Last week's post concerned the strategy and decision-making process behind Hasbara. it argued that the pro-Israel community as an institution ultimately was not meeting its goals of "supporting" Israel, a controversial point sure to raise debate...and raise debate it did. @EliasAriel responded that "support" is not a monolithic concept, an important point which future iterations of this argument will need to address head-on. That is, the argument will need to demonstrate the accuracy of what it treats as the "intended outcome."
On such a polarized issue as the Israeli-Palestinian conflict, it is often difficult to distinguish the objective self-interests of states from the subjective preferences of American policy analysts, or at the least to acknowledge that a debate exists. Analysts make a mistake by overlooking these debates, and I am grateful to have been nudged in the right direction early on in the process of crafting my own argument. Even if the goal of highlighting the debate is to take a side in it, acknowledging the difficulty of defining its terms is important to a strong and persuasive argument.

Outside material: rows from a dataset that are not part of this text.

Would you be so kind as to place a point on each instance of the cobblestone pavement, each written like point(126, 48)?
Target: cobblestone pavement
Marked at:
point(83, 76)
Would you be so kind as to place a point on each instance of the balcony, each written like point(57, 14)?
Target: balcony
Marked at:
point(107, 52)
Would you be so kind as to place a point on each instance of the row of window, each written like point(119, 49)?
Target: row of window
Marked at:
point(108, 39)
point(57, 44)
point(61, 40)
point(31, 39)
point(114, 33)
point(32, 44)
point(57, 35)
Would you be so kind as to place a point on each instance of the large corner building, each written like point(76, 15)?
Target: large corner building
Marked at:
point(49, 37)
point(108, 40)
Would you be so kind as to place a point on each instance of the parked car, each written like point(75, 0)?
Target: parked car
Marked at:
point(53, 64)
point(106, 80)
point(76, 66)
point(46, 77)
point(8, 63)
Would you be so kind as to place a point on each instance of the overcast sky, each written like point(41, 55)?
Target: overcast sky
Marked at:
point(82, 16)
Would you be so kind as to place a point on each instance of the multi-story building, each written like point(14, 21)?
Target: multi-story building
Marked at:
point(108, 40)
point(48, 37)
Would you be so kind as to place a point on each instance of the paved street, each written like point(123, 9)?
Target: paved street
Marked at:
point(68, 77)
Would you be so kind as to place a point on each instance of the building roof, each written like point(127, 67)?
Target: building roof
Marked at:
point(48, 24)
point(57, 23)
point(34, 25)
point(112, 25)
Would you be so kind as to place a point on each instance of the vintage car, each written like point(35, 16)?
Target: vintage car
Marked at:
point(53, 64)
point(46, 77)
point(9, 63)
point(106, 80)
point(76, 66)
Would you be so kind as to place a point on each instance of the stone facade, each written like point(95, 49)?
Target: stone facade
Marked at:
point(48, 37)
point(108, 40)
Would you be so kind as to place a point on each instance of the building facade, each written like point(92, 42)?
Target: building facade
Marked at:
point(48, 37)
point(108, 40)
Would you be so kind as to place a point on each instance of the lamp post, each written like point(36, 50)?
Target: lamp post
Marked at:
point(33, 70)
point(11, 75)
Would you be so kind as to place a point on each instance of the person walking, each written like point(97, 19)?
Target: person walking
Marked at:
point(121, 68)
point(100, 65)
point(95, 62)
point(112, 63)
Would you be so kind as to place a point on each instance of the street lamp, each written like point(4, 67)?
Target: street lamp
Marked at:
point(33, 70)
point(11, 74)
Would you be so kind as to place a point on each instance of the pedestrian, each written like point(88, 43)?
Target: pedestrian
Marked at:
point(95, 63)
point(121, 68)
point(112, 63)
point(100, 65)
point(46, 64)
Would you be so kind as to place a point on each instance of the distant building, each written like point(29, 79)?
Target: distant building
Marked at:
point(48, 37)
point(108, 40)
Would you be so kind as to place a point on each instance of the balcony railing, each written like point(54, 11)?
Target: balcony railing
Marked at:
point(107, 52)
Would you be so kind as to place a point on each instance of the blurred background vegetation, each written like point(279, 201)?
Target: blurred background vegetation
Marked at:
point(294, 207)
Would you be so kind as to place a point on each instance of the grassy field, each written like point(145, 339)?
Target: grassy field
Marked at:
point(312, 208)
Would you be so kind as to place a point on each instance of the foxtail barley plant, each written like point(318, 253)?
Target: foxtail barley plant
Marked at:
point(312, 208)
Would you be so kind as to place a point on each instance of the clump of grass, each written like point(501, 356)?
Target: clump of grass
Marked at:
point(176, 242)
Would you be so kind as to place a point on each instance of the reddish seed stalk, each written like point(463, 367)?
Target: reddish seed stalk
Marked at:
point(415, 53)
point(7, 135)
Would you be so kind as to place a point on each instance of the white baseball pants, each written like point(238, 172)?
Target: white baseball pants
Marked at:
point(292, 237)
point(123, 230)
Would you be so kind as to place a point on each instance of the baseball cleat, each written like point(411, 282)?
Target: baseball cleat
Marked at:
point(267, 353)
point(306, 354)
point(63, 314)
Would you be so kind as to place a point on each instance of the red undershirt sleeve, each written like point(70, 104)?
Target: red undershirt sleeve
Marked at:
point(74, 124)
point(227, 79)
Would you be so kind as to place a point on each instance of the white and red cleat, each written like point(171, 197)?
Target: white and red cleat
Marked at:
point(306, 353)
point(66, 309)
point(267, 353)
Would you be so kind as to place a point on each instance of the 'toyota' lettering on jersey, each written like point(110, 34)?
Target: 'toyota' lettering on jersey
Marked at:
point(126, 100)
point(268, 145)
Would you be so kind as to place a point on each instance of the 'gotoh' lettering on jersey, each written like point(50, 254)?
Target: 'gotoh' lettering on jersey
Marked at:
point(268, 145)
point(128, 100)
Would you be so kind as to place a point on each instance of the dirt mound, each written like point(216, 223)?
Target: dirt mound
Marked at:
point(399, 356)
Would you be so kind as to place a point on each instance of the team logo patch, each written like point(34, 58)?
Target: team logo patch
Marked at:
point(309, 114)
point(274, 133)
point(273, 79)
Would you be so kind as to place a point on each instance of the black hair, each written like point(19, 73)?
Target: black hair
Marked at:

One of the most egregious examples of a failure to acknowledge this difference is The Israel Lobby, a text by Stephen Walt and John Mearsheimer that argues the American "Israel Lobby" causes the U.S. to support Israel in certain ways that are against its self-interest. Walt and Mearsheimer's book suffers from many shortcomings, but one of the biggest is the failure to acknowledge the debate around U.S. self interest. Ask a liberal and a conservative what U.S. self-interest is regarding foreign policy and one is likely to get different answers. While at the moment both parties are aligned on some foreign policy issues, this has not historically been the case and is not at all guaranteed to persist in the long term. Walt and Mearsheimer are concerned about U.S. interests, but interests as they subjectively define them. The outcome is an argument about the "Israel Lobby" which is less than convincing, to say the least.
Analysts must be careful to note their own subjective biases in framing their research. While such preferences are the sign of a deep investment in the subject matter, they also can lead us astray. Most importantly, no analyst should consider him or herself above the subjective perceptions which all people bring to their understanding of politics.